At this damage related to international trade adds causes related to population pressure
in the South. Many small farmers clear and burn the forest to plant small plots of land
and also contribute to deforestation. With soil leaching laid bare, crops only last two or
three years. It is then clear elsewhere.
For a drastic control
The European Union wants the forefront in the fight against deforestation. A resolution
adopted at the European Parliament 23 April 2009 outlines the proposed solutions: one for
devices such global mechanism for forest carbon), a facet of the "carbon market" that
never allowed the changes to the margin of ecological disturbances. By cons they offer
multinationals - and the Mafia - new opportunities for profit. On the other hand a "calls
on the EU to advocate REDD[mechanisms 3] "proposing to make the protection of forests more
profitable than the pursuit of their degradation.
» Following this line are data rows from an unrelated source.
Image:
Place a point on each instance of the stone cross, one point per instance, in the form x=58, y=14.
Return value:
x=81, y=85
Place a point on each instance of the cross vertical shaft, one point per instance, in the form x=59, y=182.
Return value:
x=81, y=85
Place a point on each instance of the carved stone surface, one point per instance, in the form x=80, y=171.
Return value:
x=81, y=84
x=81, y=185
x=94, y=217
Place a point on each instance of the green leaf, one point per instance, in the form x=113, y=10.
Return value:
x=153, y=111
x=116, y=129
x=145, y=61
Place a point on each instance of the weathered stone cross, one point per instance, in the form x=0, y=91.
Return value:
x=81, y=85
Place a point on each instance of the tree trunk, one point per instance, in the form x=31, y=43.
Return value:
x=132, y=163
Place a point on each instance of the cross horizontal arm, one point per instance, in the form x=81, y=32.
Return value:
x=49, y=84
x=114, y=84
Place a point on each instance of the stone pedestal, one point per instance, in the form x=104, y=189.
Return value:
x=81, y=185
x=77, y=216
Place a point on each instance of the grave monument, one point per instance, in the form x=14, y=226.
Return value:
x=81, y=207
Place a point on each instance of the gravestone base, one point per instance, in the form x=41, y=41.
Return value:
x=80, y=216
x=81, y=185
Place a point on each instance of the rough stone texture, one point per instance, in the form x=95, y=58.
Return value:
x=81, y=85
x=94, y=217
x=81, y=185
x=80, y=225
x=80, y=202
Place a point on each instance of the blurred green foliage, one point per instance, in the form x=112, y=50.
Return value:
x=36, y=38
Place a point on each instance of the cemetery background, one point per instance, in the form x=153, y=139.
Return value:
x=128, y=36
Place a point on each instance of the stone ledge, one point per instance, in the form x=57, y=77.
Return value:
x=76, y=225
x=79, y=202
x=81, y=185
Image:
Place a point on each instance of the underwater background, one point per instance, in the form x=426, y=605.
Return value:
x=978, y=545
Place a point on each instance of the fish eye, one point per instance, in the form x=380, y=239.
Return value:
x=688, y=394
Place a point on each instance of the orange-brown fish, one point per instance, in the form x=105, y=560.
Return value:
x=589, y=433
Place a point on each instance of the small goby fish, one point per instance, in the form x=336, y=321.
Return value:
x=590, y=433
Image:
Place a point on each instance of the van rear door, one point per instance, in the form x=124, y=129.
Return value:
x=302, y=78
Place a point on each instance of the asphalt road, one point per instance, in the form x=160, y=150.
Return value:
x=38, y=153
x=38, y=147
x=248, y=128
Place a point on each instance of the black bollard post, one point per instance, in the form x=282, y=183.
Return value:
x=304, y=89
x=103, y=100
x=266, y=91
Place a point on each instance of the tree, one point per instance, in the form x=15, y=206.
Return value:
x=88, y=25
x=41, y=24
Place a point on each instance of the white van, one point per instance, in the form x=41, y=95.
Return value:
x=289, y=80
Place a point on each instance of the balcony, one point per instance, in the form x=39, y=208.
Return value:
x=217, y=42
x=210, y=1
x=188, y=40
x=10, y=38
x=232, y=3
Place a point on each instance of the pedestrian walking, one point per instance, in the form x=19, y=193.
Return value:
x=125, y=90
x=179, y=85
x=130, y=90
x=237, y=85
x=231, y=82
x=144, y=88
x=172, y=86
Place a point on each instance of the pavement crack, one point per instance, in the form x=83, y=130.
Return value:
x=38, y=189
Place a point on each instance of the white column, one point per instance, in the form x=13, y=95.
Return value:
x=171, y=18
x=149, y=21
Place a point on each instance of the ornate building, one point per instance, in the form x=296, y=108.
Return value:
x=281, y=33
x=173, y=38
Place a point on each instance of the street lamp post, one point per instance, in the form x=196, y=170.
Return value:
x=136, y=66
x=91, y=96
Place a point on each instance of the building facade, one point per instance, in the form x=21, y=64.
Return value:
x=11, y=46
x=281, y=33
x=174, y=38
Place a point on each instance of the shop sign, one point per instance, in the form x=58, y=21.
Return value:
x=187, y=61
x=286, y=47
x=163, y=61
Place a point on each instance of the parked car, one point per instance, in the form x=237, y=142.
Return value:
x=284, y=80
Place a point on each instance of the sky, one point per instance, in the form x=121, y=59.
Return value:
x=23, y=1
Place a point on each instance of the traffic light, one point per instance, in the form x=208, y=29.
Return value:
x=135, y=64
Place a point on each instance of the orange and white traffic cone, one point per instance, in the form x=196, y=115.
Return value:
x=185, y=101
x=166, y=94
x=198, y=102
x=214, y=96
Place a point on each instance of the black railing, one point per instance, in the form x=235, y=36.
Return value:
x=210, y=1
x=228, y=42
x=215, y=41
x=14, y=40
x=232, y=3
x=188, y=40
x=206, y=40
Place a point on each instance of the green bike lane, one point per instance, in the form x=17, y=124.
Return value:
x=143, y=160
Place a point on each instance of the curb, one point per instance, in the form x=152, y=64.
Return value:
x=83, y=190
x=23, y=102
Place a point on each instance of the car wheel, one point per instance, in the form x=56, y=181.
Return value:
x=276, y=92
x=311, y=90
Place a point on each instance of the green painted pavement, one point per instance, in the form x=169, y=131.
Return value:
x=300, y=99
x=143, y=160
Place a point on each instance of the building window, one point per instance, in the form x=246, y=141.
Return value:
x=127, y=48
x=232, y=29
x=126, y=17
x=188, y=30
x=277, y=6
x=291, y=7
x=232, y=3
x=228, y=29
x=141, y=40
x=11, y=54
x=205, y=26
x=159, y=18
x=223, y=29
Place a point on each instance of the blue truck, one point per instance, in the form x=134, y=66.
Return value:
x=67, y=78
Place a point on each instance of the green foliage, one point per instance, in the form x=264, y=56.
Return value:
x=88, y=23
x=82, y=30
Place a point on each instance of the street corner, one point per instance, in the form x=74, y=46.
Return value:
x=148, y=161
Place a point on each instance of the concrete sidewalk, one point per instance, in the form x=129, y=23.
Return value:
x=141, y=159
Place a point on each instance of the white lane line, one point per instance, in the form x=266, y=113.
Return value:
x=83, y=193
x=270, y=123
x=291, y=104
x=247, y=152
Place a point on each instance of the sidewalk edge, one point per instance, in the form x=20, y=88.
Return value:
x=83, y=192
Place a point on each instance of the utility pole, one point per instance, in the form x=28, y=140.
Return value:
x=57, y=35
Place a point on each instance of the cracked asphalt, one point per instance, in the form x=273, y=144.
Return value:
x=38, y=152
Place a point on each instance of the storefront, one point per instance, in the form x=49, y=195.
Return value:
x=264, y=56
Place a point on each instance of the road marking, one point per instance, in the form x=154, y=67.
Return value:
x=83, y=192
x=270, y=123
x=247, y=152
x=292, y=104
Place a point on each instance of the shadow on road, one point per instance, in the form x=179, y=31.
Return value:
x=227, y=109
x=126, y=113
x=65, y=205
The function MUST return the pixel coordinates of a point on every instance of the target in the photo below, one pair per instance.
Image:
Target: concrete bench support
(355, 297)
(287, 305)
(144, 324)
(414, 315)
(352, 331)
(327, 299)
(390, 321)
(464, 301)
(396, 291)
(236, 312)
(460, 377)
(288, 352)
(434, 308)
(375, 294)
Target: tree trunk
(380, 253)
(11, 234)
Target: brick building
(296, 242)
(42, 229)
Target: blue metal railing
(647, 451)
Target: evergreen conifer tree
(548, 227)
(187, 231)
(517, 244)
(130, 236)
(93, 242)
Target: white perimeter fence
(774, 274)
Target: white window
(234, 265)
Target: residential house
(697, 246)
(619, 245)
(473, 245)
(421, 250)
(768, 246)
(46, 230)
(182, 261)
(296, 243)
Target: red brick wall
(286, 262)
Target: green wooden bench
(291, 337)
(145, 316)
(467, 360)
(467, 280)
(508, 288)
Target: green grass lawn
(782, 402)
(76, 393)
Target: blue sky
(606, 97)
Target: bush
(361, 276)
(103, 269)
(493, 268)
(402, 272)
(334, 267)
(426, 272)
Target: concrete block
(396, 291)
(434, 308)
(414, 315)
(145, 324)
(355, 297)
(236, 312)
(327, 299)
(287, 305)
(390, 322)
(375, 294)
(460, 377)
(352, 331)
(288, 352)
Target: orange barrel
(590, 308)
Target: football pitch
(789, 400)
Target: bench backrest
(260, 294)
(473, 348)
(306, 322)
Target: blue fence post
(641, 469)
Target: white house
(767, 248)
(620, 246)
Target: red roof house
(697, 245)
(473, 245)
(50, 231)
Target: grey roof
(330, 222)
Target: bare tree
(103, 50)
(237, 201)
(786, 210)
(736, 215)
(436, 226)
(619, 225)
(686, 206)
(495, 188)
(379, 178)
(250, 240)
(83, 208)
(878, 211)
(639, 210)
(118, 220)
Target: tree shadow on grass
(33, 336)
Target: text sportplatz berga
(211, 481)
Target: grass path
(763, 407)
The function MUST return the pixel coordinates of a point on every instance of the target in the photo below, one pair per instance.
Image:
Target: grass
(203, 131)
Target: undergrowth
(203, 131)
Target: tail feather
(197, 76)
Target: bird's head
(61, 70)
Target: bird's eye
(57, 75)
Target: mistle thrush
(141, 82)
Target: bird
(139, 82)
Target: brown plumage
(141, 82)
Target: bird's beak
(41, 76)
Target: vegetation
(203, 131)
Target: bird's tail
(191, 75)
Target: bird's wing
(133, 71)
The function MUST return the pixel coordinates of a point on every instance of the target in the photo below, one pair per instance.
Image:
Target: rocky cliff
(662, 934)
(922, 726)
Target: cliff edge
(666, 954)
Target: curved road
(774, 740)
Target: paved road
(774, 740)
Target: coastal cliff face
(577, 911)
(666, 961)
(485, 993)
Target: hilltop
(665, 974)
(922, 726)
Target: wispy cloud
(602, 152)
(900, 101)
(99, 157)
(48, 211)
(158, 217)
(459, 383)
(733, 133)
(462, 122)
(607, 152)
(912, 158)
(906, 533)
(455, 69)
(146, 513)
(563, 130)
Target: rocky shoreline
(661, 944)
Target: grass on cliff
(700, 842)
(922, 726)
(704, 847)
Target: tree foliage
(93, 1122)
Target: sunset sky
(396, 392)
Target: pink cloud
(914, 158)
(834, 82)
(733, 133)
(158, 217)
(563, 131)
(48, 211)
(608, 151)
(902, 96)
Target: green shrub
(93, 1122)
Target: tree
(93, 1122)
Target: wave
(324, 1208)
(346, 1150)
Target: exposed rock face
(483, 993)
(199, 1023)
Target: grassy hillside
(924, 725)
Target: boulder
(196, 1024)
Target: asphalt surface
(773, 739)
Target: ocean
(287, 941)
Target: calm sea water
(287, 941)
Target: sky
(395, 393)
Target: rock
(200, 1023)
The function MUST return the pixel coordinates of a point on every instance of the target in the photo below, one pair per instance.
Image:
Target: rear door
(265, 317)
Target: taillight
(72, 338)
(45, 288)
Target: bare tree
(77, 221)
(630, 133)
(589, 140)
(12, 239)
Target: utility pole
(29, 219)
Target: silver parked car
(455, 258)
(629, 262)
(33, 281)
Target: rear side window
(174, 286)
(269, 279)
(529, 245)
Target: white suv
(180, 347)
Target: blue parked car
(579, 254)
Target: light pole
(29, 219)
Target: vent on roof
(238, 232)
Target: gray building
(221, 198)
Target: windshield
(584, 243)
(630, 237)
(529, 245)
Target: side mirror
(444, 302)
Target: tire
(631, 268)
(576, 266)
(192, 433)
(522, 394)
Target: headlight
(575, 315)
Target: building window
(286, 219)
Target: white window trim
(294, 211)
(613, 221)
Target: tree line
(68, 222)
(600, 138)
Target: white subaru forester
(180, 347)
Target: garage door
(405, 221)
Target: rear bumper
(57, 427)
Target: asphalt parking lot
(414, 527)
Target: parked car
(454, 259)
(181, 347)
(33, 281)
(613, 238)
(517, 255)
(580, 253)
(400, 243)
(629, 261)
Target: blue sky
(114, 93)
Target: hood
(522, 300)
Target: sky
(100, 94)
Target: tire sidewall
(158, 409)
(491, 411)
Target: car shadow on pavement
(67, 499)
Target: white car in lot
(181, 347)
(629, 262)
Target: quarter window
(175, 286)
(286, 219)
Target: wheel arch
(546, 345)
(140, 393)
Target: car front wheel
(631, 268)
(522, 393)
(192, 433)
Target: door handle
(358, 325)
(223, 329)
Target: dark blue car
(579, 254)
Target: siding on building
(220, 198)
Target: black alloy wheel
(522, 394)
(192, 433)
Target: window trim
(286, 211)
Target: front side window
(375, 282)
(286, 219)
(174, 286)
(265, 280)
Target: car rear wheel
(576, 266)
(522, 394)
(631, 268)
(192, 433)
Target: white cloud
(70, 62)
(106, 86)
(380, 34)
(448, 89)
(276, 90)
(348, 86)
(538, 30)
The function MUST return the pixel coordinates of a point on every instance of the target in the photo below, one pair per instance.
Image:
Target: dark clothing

REDD is criticized by some NGOs such as Friends of the Earth International: "Stop
deforestation is essential to stabilize the climate but REDD does not meet that goal.
Rather than strengthen the rights of forest communities, to prohibit conversion of forests
to monoculture or industrial logging, this mechanism provides a great escape for those
companies that can continue polluting by buying forests by planting trees . "[4]
The careful reader will subscribe to this analysis. Combating deforestation requires
drastic control over the operation and clearing primary forest or the origin of imported
tropical products. To this must be added the defense of a development break with
capitalist growth and accompanied by real mechanisms of international solidarity ... to
enable developing countries to free themselves of their dependence on the export of raw
materials. Expect anything international institutions is a complete illusion. Combat
deforestation is first fight here against the great and imposed unnecessary projects
(GPII) is fighting to change the laws on imports in our country and it is popularize and
support the struggles of the peoples of south, especially indigenous people.
Jacques Dubart (AL Agen)
[1] State of the World's Forests, FAO, SOFO 2002.
[2] Robert Barbault, National Museum of Natural History in An elephant in a game of
bowling, Seuil, 2006.
[3] Reducing emissions from deforestation and forest degradation.
[4] Sylvain Angerand, campaign coordinator for Friends of the Earth International.